Unos años antes había dejado escrito para regocijo de su amigo Jan de Witt: “El fin del Estado no consiste en transformar a los hombres de seres racionales en animales o autómatas, sino más bien en hacer que su espíritu y su cuerpo puedan desarrollar sus fuerzas sin trabas, para que usen libremente de su razón y para que no se combatan con cólera, odio o astucia, ni se sientan enemigos entre sí. El fin del Estado es en realidad la libertad”.
¿Por qué Dios ha permitido que el alma más virtuosa y libre de su tiempo naciese en el cuerpo de un impío tan atroz? ¿Cómo puede surgir la más elevada de las virtudes, la inteligencia más sutil y la alegría más intensa, en un gusano tan inmundo y necio como debió serlo este ateo que llegó a afirmar que no intentamos, queremos, apetecemos ni deseamos algo porque lo juzguemos bueno, sino que, al contrario, juzgamos que algo es bueno porque lo intentamos, queremos, apetecemos y deseamos”, añadiendo el truan: “ y llamamos malo a lo que aborrecemos”?


1Sello personal de Baruch de Spinoza. En él pueden distinguirse una B, una D y una S invertida, mayúsculas, correspondientes a su nombre y apellido. En el centro una rosa florecida con su tallo espinoso, y en el centro inferior la expresión latina “CAUTE” (ten cautela o sea cauteloso o ponga usted cautela).
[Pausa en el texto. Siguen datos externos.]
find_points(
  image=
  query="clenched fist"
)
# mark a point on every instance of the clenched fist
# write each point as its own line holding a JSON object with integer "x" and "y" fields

2Este manuscrito fue encontrado oculto entre las páginas de una primera edición de la Ética de Spinoza en la biblioteca de la iglesia de Middelburg donde C. Tuinman ofició como ministro de la Iglesia Reformada. A él se debe el siguiente epitafio:
A B. D. S.
Escupe en este sepulcro. Aquí yace Spinoza.
¡Estuviera aquí enterrada su doctrina!
Este hedor ya no produciría ninguna pestilencia en las almas.